It's perhaps worth reading about Lagrangian duality and a broader relation (at times equivalence) between:
- optimization subject to hard (i.e. inviolable) constraints
- optimization with penalties for violating constraints.
Quick intro to weak duality and strong duality
Assume we have some function f(x,y) of two variables.

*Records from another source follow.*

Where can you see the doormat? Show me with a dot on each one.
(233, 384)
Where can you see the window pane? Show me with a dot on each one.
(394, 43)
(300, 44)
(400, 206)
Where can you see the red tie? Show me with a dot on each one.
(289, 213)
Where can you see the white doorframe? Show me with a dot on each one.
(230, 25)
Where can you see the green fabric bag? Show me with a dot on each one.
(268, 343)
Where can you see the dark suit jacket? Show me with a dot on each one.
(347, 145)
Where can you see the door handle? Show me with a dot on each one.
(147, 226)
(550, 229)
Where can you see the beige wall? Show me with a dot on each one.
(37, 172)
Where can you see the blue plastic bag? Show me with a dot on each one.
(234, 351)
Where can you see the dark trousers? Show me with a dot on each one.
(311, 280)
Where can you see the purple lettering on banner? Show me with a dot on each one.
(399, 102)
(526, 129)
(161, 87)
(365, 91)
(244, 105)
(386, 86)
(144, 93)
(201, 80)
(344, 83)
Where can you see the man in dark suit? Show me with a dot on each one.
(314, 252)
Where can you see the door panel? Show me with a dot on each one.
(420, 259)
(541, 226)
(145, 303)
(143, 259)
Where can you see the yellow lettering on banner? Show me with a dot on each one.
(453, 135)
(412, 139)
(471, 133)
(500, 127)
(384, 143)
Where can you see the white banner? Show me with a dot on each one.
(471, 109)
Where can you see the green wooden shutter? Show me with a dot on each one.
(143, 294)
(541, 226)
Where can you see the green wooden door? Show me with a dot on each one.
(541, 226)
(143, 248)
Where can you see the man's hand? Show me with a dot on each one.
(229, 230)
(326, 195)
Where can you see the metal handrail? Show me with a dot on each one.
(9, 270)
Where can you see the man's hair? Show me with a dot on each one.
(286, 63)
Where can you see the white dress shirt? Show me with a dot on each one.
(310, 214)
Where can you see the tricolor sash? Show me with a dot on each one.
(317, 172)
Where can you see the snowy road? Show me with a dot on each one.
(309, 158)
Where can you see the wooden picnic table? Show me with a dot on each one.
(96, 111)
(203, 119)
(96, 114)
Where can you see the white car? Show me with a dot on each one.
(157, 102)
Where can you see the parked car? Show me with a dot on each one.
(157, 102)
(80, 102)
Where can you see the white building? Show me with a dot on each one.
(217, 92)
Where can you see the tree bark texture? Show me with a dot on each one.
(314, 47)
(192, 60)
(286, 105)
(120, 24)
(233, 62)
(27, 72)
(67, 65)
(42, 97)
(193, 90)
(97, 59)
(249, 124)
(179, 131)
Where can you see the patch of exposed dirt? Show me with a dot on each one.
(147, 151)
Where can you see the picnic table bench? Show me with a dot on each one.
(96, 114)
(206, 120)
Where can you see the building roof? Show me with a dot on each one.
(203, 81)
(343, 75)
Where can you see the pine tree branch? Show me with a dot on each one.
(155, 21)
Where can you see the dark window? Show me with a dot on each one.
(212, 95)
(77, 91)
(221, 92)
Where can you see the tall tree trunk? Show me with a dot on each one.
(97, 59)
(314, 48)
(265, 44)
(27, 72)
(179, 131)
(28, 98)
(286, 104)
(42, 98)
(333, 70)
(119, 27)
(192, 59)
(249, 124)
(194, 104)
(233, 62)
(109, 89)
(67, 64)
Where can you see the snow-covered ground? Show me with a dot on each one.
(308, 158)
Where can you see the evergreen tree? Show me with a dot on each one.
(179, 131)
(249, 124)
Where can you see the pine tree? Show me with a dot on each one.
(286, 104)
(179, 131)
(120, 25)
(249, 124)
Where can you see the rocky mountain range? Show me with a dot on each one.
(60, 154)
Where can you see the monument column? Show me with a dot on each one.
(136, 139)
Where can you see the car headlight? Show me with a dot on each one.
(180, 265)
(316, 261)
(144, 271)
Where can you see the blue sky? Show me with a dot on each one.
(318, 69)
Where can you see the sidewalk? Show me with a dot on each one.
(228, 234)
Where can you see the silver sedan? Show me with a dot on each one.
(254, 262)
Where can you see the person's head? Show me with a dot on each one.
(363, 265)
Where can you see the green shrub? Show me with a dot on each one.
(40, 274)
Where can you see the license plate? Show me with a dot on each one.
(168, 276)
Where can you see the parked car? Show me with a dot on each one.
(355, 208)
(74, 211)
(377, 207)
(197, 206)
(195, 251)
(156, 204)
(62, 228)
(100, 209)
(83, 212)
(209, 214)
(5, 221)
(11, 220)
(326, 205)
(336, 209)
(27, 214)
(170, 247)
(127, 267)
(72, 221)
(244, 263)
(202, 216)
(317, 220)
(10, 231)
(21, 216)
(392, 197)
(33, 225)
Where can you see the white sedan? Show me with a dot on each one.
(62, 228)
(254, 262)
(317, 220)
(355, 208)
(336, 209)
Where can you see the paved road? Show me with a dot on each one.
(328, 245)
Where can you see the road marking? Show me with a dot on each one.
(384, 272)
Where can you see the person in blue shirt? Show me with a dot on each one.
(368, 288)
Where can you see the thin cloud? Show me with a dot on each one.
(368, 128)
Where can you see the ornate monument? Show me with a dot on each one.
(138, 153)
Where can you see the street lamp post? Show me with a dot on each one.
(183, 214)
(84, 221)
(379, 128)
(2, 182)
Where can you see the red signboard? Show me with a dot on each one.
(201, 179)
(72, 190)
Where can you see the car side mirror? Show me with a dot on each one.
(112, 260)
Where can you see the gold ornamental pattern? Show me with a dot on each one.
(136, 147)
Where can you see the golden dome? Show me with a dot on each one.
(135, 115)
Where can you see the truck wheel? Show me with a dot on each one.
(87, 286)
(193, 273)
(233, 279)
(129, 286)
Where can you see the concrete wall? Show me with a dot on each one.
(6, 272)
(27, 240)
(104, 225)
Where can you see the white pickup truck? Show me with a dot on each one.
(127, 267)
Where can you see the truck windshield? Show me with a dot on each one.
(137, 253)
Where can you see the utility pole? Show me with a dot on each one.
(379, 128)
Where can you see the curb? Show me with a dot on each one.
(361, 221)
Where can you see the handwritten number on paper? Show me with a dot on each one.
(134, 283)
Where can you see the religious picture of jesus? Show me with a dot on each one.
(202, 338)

For any x^ and y^, we have:
minxf(x,y^)≤f(x^,y^)≤maxyf(x^,y)
Since that holds for any x^ and y^ it also holds that:
maxyminxf(x,y)≤minxmaxyf(x,y)
इसे कमजोर द्वंद्व के रूप में जाना जाता है । कुछ परिस्थितियों में, आपके पास मजबूत द्वंद्व भी होता है (जिसे काठी बिंदु संपत्ति के रूप में भी जाना जाता है ):
maxyminxf(x,y)=minxmaxyf(x,y)
जब मजबूत द्वंद्व होता है, तो दोहरी समस्या को हल करना भी मौलिक समस्या को हल करता है। वे एक ही समस्या में हैं!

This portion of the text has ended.